Unsolved
4 Posts
0
3288
Cluster not in sync
Hi Guys,
We had an unplanned power outage last day during a rack maintenance and having issue since then
#Show-Clusters
Cluster-Name Index State Gates-Open Conn-State
CLU01 1 unknown True connected
#Show-Bricks
Brick-Name Index Cluster-Name Index State
X1 1 CLU01 1 not_in_sys
XMS GUI -> Inventory, X-Bricks showing as "Not in cluster"
All the checks via Controller CLI (xinstall) are passed
1. Check DAE controllers connectivity
2. Check IB switches connectivity
3. Check dedicated IPMI connectivity
4. Check BBU connectivity
5. Check PSU input
Any advise?
DELL-Josh Cr
Moderator
Moderator
•
8.6K Posts
0
October 5th, 2021 08:00
Hi,
Are you able to reboot the devices and see if it can reconnect? This article may also help. https://dell.to/3B8QLE5
Let us know if you have any further questions.
DELL-Sam L
Moderator
Moderator
•
7K Posts
0
October 5th, 2021 16:00
Hello R.Hari,
You are going to need to open a support case to resolve this issue.
R.Hari
4 Posts
0
October 5th, 2021 16:00
Thanks . All cluster operations are returning error "invalid_in_cur_sys_state". So I did try emergency shutdown and start up procedure.
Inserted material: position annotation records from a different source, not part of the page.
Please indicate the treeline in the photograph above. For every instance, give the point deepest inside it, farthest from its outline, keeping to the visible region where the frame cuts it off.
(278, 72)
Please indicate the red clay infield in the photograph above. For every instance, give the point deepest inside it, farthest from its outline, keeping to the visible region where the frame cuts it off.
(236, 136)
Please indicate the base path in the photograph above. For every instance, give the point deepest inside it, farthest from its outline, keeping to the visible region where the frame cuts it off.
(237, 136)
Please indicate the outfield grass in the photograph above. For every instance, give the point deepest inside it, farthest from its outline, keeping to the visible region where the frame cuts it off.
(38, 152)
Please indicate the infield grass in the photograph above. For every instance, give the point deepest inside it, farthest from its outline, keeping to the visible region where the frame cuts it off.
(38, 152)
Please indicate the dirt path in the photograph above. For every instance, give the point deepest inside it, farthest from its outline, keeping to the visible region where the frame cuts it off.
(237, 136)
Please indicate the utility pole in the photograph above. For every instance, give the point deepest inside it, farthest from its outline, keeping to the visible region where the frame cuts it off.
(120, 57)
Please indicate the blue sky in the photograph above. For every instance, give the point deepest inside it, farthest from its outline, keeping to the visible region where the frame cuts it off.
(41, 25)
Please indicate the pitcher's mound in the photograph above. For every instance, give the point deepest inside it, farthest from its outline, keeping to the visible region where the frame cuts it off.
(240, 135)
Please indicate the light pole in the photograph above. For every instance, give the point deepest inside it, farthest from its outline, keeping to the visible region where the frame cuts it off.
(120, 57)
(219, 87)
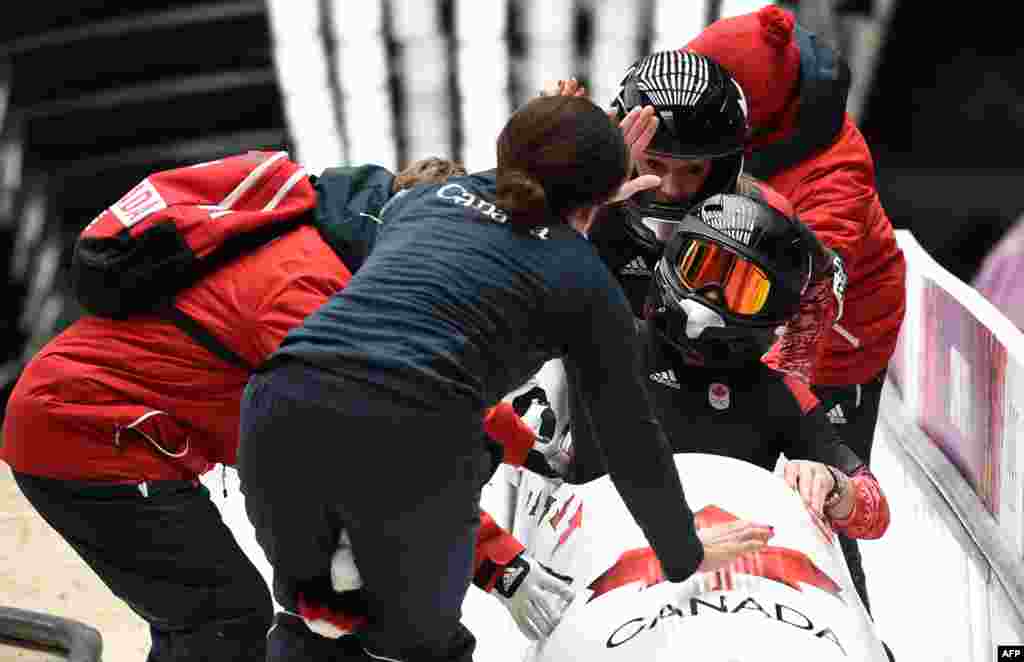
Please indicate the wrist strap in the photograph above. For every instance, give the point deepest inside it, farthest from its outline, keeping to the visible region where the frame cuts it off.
(836, 493)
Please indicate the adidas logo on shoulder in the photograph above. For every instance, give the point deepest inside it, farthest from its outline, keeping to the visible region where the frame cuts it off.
(635, 266)
(836, 415)
(666, 378)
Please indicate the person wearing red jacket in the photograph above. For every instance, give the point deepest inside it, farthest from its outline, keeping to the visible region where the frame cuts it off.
(113, 421)
(805, 146)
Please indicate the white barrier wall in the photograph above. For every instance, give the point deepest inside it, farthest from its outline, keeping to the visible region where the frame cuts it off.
(947, 580)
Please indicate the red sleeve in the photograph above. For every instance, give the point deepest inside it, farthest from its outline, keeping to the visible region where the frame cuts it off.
(837, 193)
(504, 425)
(495, 548)
(869, 518)
(803, 394)
(305, 273)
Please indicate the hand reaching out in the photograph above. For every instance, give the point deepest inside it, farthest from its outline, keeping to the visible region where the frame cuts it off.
(570, 87)
(725, 542)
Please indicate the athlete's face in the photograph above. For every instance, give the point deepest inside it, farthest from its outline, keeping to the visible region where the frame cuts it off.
(681, 178)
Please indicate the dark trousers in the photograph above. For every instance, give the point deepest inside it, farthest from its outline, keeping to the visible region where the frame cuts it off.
(854, 411)
(170, 556)
(318, 454)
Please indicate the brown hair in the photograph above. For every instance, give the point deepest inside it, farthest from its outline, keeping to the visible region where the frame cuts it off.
(557, 154)
(429, 170)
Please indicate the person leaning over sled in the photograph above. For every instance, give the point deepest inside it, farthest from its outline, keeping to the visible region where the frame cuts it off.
(113, 421)
(699, 150)
(734, 271)
(470, 286)
(805, 146)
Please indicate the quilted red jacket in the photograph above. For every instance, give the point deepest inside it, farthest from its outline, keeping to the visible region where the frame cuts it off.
(806, 147)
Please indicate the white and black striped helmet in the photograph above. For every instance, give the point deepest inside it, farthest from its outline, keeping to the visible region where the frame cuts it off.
(702, 113)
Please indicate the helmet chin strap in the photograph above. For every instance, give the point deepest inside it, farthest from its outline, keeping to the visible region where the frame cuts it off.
(698, 318)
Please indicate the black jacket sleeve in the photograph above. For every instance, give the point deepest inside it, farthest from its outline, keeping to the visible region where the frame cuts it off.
(626, 432)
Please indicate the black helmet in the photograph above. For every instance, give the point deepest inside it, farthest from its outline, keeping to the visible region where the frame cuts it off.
(733, 272)
(702, 115)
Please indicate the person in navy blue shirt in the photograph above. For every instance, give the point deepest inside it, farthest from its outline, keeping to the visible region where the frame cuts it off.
(380, 392)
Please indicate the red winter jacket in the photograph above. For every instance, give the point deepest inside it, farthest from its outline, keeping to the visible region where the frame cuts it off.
(139, 400)
(807, 148)
(834, 194)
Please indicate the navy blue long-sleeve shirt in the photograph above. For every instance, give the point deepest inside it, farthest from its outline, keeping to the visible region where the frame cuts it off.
(454, 308)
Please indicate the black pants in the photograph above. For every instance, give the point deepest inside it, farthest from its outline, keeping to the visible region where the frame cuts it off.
(170, 556)
(318, 454)
(854, 411)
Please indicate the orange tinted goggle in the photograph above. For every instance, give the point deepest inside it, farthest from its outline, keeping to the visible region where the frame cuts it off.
(723, 277)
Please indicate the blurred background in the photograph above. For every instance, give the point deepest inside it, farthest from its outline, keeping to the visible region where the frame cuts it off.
(94, 96)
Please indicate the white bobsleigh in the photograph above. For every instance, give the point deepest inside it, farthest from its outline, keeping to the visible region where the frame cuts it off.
(792, 601)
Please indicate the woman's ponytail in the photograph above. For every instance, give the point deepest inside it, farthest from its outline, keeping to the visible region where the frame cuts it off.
(522, 198)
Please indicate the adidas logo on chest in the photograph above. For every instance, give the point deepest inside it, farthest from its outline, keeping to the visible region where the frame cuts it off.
(635, 266)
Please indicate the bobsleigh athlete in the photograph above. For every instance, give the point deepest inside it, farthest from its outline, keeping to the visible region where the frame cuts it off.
(111, 424)
(733, 273)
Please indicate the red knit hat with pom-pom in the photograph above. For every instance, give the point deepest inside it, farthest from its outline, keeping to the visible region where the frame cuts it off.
(761, 52)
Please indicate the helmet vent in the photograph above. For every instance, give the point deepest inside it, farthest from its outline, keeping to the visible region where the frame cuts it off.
(735, 222)
(657, 73)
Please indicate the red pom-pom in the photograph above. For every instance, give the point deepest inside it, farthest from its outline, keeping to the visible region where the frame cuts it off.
(777, 25)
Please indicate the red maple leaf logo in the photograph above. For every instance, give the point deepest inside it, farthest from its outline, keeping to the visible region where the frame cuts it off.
(790, 567)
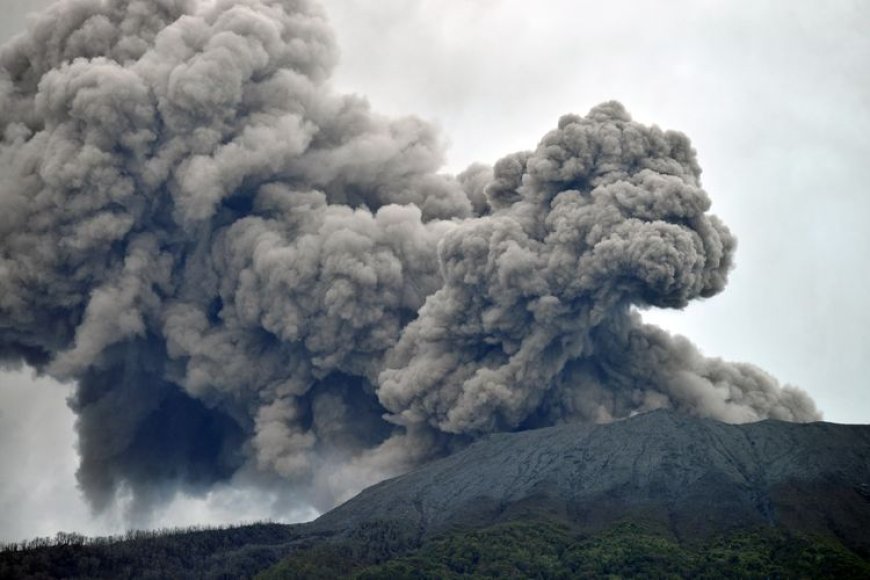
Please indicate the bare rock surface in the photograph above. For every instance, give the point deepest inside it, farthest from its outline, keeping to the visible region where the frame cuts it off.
(692, 477)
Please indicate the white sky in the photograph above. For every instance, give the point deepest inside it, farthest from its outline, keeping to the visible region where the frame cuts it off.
(775, 96)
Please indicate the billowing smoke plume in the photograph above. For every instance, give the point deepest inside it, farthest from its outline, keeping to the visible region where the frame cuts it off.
(245, 272)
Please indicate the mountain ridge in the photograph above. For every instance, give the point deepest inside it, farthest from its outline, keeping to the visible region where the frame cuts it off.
(698, 476)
Did not help.
Storage-Controller-Name Index Cluster-Name Index Mgr-Addr-Subnet MGMT-GW-IP
X1-SC1 1 CLU01 1 1XX.XX.XX.231/27 172.XX.XX.XX
X1-SC2 2 CLU01 1 1XX.XX.XX.232/27 172.XX.XX.XX
xmcli >
xmcli >
xmcli > test-xms-storage-controller-connectivity sc-id=1
64 bytes from 1XX.XX.XX.231: icmp_seq=1 ttl=64 time=0.092 ms
64 bytes from 1XX.XX.XX.231: icmp_seq=2 ttl=64 time=0.081 ms
64 bytes from 1XX.XX.XX.231: icmp_seq=3 ttl=64 time=0.099 ms
64 bytes from 1XX.XX.XX.231: icmp_seq=4 ttl=64 time=0.108 ms
4 packets transmitted, 4 received, 0% packet loss, time 3000ms
xmcli > test-xms-storage-controller-connectivity sc-id=2
64 bytes from 1XX.XX.XX.232: icmp_seq=1 ttl=64 time=0.114 ms
64 bytes from 1XX.XX.XX.232: icmp_seq=2 ttl=64 time=0.106 ms
64 bytes from 1XX.XX.XX.232: icmp_seq=3 ttl=64 time=0.113 ms
64 bytes from 1XX.XX.XX.232: icmp_seq=4 ttl=64 time=0.108 ms
4 packets transmitted, 4 received, 0% packet loss, time 3000ms
R.Hari
4 Posts
0
October 5th, 2021 17:00
Thanks. Will do. One thing I wanted to try was to remove and re-add cluster to XMS to see if it fix cluster status issue
#Show-Clusters
Cluster-Name Index State Gates-Open Conn-State
CLU01 1 unknown True connected
remove-cluster and add-cluster operations wont wipe data right? I read it wont, but just wanted to be 100% sure.
DELL-Sam L
Moderator
Moderator
•
7K Posts
0
October 6th, 2021 08:00
Hello R.Hari,
As long as you remove the cluster as stated you will not lose any data.
R.Hari
4 Posts
0
October 6th, 2021 22:00
It was removed from cluster and now wont let me add back. I am getting below error.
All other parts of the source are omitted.